Madame le Ministre, si c’est ainsi que vous commencez votre travail, je suis très inquiet. Cette phrase montre deux faits : premièrement, vous ne semblez pas comprendre ce qu’est la nouvelle économie portée par Internet, alors que vous êtes en charge de la prospective ; et deuxièmement, vous ne semblez pas voir où sont les vrais problèmes du numérique.

Parlons du premier fait. Sans faire un cours d’économie, je dirais simplement la chose suivante : l’économie de l’immatériel est une économie d’abondance, alors que l’économie matérielle est une économie de rareté. Lorsqu’on partage un bien matériel, il se divise. Lorsqu’on partage un bien immatériel, il se multiplie. Les règles économiques qui gèrent la vente de pizza ne sont absolument pas les mêmes que les règles économiques qui gèrent la vente de la musique. J’ai déjà expliqué cela dans un ouvrage écrit en 2004 et paru aux éditions du Pommier. Internet porte les valeurs de l’économie de l’abondance. Or, tout le jeu actuel de l’industrie du contenu (musique comme film) est de nier ce fait, et de retourner le plus possible à une économie de rareté, par exemple avec les DRM (stupidité qui est actuellement en train d’être abandonnée...) ou bien en infligeant de lourdes amendes à des "pirates" qui ont mis à disposition du contenu.

Madame le Ministre, avez-vous lu l’excellente analyse de Roberto di Cosmo en 2006, qui montrait que le modèle économique nouveau de l’Internet apportait plus d’argent au créateur que le modèle ancien ? Avez-vous regardé des sites comme Sellaband, qui sont des modèles en peer to peer où des passionnés investissent dans des créateurs pour leur permettre de lancer un CD ? Avez-vous lu cet article paru en 2002 dans le New York Times, écrit par Kevin Kelly, un des deux fondateurs de Wired magazine, qui montrait déjà le déplacement de la valeur dans l’industrie de la musique ?

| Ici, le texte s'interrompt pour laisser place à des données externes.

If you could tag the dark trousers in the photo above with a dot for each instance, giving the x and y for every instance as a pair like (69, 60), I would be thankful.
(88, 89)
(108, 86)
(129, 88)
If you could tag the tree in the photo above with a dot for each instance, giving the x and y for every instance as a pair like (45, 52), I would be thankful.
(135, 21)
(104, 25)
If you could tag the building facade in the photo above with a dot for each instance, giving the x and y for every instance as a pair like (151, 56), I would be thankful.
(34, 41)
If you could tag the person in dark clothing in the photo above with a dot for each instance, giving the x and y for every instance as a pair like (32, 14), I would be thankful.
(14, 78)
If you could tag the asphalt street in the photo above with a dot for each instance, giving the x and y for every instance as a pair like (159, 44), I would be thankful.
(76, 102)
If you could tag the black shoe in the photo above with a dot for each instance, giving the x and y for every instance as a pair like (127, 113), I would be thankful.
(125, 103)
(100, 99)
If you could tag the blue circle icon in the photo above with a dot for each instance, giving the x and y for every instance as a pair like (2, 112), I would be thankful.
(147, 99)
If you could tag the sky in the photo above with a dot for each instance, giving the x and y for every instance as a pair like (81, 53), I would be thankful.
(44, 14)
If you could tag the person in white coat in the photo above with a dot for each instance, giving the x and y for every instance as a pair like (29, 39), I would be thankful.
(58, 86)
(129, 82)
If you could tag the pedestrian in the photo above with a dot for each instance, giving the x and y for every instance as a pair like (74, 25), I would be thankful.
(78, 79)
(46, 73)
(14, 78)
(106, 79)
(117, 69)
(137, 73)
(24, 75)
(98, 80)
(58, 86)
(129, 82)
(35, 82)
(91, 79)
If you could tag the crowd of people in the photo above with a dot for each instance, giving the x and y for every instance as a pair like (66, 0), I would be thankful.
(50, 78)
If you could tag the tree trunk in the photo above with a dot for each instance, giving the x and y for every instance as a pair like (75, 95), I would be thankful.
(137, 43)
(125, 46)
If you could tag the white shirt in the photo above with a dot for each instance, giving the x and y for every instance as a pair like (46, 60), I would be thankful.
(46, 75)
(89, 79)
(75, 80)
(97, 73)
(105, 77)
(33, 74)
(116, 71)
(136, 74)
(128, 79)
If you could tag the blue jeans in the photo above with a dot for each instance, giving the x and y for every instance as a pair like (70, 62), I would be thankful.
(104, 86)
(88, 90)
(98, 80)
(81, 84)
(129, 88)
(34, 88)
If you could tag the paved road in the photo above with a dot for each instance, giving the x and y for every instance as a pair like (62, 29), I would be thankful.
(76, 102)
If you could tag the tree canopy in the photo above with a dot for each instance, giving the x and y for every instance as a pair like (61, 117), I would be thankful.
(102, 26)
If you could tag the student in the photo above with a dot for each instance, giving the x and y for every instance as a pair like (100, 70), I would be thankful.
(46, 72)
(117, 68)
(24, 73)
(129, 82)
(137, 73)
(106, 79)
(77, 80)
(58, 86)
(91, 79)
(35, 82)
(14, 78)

Madame le Ministre, savez-vous ce qui va se passer si l’on continue de protéger les retardataires qui refusent de comprendre que le monde change ? C’est très simple, l’industrie du contenu va mourir, parce que toute protection empêche une industrie de se transformer en innovant. Et comment va-t-elle mourir ? Par assèchement de son catalogue. L’objectif numéro un d’un créateur moderne est de se faire connaître, et justement Internet le permet, en favorisant la transmission rapide de sa musique. Une excellente étude de 2003 publiée par la Sloan School a montré qu’Internet, au travers de l’effet "longue traine" (effet pas toujours très bien compris) avait apporté 500 millions de dollars supplémentaires à l’industrie du livre, uniquement en vendant des livres peu connus. Si elle ne pense pas la modernité, l’industrie traditionnelle du contenu va peu à peu réduire son catalogue à un mélange d’artistes vieillissants et de "Star Academy". Ce n’est pas très palpitant...

Maintenant, deuxième point : quels sont les vrais problèmes ? Madame le Ministre, je ne me permettrai en aucun cas de faire votre métier, je me contenterai de trois simples réflexions.

En premier lieu, je citerais le problème du très haut débit. L’ADSL est une absurdité, pas seulement à cause de son débit ridicule, mais à cause de son "A". Peu de personnes en connaissent sa signification : "Asymétrique". car l’ADSL a été inventé par des ingénieurs des Télécommunications, qui ont raisonné en terme de vidéo à la demande. Ils ont donc privilégié le download, au prix d’un upload à très bas débit (entre 512kb/s et 1Mb/s). Ils ont raisonné culturellement en pensant un monde où les relations sont verticales ; ce monde ancien que, justement, l’industrie du contenu veut maintenir.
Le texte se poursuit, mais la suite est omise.